All or Nothing review

:. Director: Mike Leigh
:. Starring: Timothy Spall, Lesley Manville
:. Running Time: 2:08
:. Year: 2002
:. Country: UK


Phil is a taxi driver who struggles to make both ends meet. His relationship with his wife Penny, a cashier in a supermarket, is difficult and conflicted. She reproaches him for waking up too late and not bringing back home enough money. Phil even borrows money from his own children to pay the rent. His son Rory, an obese couch potato, takes pleasure in idleness and spends his days eating and watching TV. The daughter, Rachel is docile but introverted. They live in an English subsidized housing complex and their neighbors are hardly happier. Donna, who doesn't know her father, is dating a boy who beats her and refuses to become the father of her child, Carroll is a chronic alcoholic, etc. One day, Rory breaks down, struck by a heart attack. He is sent urgently to the hospital.

All or Nothing starts like a social drama, introducing several characters from a lower-class neighborhood who are suffering from family and social problems, a setting that falls under Ken Loach territory. But after having shown the cruel lack of love that reigns in each of these families, Mike Leigh goes further. In order to solve his crisis, he falls into pathetic excesses that are reminiscent of the films of Douglas Sirk.

Indeed, one cries a lot but too easily, witnessing the delicate and poignant situations of these people. The theme of a sick child on a hospital bed bringing his parents back together has become kind of cliché. Leigh is also heavy-handed: the girl has weight issues, her mother is sour and barks instead of speaks, her father is a loser, one neighbor is alcoholic, another one is a poor retarded boy who can't find love, a girl self-destructs due to her violent and selfish boyfriend, etc. The director does not spare us anything by aligning a collection of human dramas. Of course, all these people have a good heart, that because of adversity, awkwardness and bad luck is hidden under a carapace. By being too exaggerated, the film becomes pathetic.

It is undeniable that Mike Leigh, obviously very sensitive and philanthropist, takes a real pleasure in making himself and us cry. Thus, Phil, in a long liberating and lachrymal scene, tells his wife nothing is the same, that he knows she doesn't love him anymore. Of course, the audience isn't fooled here and knows that she still loves him and that they will get back together. All the problems will be solved: the sick child will be saved, Phil will wake up earlier, they will have more money and will be able to go to Disneyworld as promised!
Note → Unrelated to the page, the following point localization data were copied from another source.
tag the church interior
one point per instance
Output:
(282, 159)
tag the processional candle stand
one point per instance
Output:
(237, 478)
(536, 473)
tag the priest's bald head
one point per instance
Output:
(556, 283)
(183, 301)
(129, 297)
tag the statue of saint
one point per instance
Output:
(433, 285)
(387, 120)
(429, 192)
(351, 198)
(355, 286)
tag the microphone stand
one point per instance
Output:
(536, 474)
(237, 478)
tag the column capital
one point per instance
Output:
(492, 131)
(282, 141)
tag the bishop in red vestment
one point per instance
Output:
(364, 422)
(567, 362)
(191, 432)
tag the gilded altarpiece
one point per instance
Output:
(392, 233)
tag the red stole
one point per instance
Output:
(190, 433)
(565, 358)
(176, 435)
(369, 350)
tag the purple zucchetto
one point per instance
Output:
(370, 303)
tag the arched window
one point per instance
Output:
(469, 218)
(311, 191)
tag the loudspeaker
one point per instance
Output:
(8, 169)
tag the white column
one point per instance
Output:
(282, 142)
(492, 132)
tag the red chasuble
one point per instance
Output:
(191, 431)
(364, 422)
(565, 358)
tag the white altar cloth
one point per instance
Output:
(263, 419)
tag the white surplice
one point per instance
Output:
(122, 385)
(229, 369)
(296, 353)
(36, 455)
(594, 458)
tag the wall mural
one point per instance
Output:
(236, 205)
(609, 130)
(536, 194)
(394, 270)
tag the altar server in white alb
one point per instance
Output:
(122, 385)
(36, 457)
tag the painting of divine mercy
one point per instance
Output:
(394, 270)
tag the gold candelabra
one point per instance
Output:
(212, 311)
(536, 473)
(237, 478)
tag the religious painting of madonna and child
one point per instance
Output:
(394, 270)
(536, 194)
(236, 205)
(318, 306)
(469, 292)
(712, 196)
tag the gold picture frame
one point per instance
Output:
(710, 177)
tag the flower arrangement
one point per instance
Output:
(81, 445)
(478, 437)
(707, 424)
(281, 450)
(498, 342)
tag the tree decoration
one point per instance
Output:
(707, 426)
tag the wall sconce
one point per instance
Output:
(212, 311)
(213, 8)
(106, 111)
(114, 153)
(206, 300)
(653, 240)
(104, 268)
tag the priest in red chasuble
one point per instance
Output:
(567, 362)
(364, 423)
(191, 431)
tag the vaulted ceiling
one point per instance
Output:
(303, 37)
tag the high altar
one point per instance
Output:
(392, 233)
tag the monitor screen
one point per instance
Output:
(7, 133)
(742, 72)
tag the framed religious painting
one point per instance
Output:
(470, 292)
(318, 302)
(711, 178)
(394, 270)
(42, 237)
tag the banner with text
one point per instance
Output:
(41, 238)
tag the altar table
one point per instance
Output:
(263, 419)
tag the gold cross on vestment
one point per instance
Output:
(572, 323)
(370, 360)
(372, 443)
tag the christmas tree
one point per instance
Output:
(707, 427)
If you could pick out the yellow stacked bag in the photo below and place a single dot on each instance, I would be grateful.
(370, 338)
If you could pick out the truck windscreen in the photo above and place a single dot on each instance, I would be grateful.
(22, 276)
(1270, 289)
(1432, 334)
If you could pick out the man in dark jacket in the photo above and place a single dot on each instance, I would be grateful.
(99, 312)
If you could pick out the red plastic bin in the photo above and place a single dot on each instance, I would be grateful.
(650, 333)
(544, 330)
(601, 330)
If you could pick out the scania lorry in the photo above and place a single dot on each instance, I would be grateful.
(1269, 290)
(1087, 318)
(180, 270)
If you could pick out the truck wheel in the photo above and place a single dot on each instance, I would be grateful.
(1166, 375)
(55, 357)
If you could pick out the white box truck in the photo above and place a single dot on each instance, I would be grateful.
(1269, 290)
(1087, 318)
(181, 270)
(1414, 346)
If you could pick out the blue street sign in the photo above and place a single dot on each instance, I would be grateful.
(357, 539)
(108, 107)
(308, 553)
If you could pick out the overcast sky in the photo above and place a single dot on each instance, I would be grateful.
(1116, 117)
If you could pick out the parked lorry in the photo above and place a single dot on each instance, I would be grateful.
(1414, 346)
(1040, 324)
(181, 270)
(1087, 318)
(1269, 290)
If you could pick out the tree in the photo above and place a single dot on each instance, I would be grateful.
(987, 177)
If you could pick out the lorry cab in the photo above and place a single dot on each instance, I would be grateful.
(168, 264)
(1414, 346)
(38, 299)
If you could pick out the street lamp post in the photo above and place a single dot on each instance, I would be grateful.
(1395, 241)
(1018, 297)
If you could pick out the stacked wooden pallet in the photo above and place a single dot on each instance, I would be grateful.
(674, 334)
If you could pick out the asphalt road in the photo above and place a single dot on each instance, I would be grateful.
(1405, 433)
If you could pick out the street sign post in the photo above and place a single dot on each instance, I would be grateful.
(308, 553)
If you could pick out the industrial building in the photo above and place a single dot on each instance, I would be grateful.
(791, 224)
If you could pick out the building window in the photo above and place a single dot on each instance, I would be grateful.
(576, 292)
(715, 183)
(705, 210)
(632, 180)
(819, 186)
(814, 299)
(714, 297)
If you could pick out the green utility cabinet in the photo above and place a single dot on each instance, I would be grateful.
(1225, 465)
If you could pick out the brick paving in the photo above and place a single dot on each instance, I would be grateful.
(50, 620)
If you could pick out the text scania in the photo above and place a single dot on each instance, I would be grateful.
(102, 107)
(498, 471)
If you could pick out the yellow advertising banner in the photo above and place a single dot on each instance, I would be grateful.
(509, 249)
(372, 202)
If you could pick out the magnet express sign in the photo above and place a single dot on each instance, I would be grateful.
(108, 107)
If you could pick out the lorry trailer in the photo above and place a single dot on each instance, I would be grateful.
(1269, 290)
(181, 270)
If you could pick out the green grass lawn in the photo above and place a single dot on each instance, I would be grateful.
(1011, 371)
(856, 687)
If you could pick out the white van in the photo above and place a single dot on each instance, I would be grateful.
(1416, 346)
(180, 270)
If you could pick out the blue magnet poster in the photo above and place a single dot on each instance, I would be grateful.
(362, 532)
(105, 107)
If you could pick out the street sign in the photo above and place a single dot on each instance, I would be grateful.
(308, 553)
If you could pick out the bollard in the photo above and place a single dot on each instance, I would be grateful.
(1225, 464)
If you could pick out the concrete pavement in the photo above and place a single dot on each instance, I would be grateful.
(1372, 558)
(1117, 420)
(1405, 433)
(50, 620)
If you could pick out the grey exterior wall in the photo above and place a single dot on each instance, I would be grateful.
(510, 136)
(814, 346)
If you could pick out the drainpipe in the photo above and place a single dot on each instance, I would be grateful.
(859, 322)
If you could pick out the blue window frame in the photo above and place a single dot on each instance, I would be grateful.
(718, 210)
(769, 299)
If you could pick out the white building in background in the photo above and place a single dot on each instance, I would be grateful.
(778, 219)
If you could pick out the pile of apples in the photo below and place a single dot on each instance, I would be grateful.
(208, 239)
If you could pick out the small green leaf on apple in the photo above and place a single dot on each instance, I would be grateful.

There really is a feeling of being in the "world of Disney" in this happy ending where love triumphs. The social drama has turned into melodrama. Mike Leigh pushes to the extreme a recent trend of British cinema: the painting of misery and poor people for the sole purpose of crying. We cannot deny the film is on target, once we have accepted its rules. After having endured so much drama, optimism returns and we can leave the theater light-hearted.

The film benefits from a great cast, particularly Timothy Spall and Lesley Manville while composer Andrew Dickson doesn't emphasize the drama, going instead for a subtle score.

All or Nothing is aimed at those looking for a cure of tears. The others will admire Dick Pope's gorgeous photography and the performance of the actors who keep their self-control despite an excessive script.